There are indications that Fed facilities have been designed with such strict conditions, including limits on executive compensation, that many businesses will decide against taking the federally backed loans.

That is, the Fed isn't likely to use all of the authority it has to backstop corporate debt, encourage banks to lend and bolster the stock market — unless there's a resurgence of panic in the marketplace.

"The tools that the Federal Reserve is using under its ... authority are for times of emergency, such as the ones we have been living through," Fed Chairman Jay Powell said at a recent congressional hearing. "When economic and financial conditions improve, we will put these tools back in the toolbox."

But just the whisper of Fed readiness — the announcement that a tool is in hand — can send stock indexes soaring.

"It's more important than ever to the equity market that the credit markets are working," Russell Chong, co-head of North American equity capital markets at Citigroup, told Barron's in May.

Some of the benefits of the Fed's interventions may "trickle through," said Mulligan, the former Trump economic adviser. But, he said, there should be no mistaking that the lowering of the federal funds rate is primarily a boon for the nation's largest banks.

"It shows up in their bottom line pretty clearly," he said. "It's just a handful of institutions that get to borrow at that rate — because they get a lower federal funds rate, that might show up somewhat in lower car loan rates, maybe lower mortgage rates, adjustable mortgage rates, but it really is a trickle."

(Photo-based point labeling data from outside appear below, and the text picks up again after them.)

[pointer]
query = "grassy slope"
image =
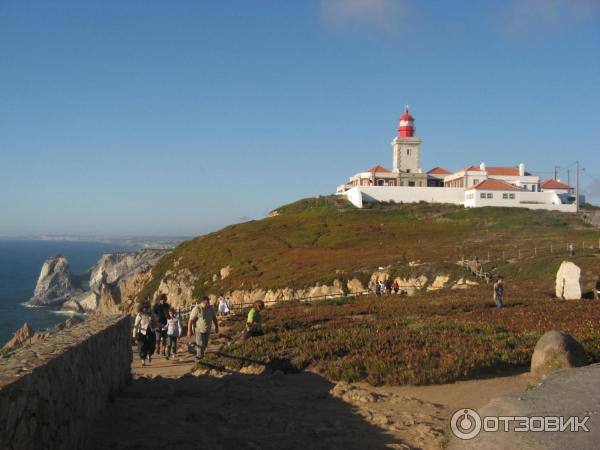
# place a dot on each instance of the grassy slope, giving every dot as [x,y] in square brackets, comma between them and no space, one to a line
[428,339]
[314,240]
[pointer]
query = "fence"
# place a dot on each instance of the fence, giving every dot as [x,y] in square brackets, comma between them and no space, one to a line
[239,307]
[473,266]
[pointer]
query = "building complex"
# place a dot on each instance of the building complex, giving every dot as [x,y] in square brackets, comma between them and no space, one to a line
[472,186]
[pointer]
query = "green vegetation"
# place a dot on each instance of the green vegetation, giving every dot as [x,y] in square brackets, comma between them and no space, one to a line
[320,239]
[437,338]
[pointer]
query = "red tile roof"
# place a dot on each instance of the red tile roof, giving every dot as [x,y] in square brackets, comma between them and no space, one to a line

There is disagreement among economists about the degree to which the rise and fall of the federal funds rate affects consumers — and Fed officials tend to see it as a relatively strong tool for helping household borrowers — but there's little question that both the immediate intent and effect of lowering it in March was to stabilize financial markets to ensure that the crisis on Main Street didn't spread to Wall Street. The move didn't provide stability so much as reverse volatility upward, which paid off handsomely for banks and many investors. That is, if anything, it may have worked better than anticipated.

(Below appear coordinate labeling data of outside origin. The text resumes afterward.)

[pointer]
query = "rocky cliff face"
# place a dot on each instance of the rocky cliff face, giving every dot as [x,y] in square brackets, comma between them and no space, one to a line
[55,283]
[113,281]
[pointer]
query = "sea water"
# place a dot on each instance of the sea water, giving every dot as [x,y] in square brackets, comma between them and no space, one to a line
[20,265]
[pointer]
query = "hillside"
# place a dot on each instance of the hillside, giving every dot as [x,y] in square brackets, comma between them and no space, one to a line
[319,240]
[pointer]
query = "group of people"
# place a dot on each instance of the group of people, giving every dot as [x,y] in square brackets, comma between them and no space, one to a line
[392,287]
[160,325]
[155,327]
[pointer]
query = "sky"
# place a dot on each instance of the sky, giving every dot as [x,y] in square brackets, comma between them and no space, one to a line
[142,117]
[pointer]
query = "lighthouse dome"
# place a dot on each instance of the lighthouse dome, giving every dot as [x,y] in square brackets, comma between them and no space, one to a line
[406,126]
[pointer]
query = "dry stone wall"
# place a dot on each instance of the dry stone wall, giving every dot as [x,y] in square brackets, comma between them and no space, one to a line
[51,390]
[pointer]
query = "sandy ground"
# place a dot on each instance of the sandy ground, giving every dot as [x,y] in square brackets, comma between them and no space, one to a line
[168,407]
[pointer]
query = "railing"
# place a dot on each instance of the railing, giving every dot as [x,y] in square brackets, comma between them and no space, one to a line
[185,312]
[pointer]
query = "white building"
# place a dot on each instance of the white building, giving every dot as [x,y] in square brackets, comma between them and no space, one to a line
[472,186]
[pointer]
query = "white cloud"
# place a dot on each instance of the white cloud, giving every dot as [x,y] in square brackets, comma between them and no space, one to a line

Gary Gensler, an economics professor at MIT's Sloan School of Management who is a former chairman of the Commodity Futures Trading Commission, said that programs like unemployment insurance will clearly help those in need and that it's hard to tell how the distribution of paycheck protection loans will ultimately affect large and small businesses. But he said it's likely that the Fed's actions mean the overall federal response will widen the gulf between rich and poor.

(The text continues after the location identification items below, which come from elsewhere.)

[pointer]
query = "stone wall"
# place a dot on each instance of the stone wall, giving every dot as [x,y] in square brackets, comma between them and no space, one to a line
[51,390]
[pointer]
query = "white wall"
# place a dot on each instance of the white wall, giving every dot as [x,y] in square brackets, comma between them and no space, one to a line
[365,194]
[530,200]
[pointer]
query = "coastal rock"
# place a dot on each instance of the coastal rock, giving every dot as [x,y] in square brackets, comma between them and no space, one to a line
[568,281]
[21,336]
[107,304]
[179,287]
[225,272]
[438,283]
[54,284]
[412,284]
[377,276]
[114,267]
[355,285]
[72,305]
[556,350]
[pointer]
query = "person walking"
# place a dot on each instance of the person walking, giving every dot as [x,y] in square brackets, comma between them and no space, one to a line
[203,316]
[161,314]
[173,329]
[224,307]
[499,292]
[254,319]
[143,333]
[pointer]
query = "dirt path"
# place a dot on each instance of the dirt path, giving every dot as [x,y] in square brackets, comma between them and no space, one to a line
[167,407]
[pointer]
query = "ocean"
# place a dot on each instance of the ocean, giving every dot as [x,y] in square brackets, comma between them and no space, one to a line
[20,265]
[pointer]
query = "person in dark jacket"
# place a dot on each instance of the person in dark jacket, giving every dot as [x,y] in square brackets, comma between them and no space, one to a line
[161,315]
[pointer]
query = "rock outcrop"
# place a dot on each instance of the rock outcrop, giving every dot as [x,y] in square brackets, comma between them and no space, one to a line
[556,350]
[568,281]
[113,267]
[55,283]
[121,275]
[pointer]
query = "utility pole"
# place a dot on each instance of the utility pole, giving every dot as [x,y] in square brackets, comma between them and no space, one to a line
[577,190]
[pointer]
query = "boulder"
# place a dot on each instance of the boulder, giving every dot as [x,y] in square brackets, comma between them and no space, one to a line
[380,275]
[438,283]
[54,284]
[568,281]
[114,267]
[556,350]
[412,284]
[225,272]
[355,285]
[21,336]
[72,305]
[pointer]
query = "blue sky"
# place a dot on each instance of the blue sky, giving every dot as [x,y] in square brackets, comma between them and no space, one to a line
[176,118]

"Is this going to accentuate wealth inequality? Probably yes," he said. "I think it's largely because of this thing going on between Fed policy and interest rates, flooding the market with liquidity and low interest rates, supporting the stock market, and the stock market tends to be more about holders of wealth than workers."

CORRECTION (Aug. 4, 2020, 5:05 p.m. ET): A previous version of this article misstated the percentage of Black-owned businesses among those whose backgrounds were identified in the Small Business Administration's list of companies receiving Personal Paycheck Protection loans. It was 1.9 percent, not less than two-tenths of 1 percent. The article also misstated when the SBA's inspector general reported that coronavirus-related loans and grants from the Economic Injury Disaster Loan appear to have been given to ineligible recipients. The report was issued last week, not this week.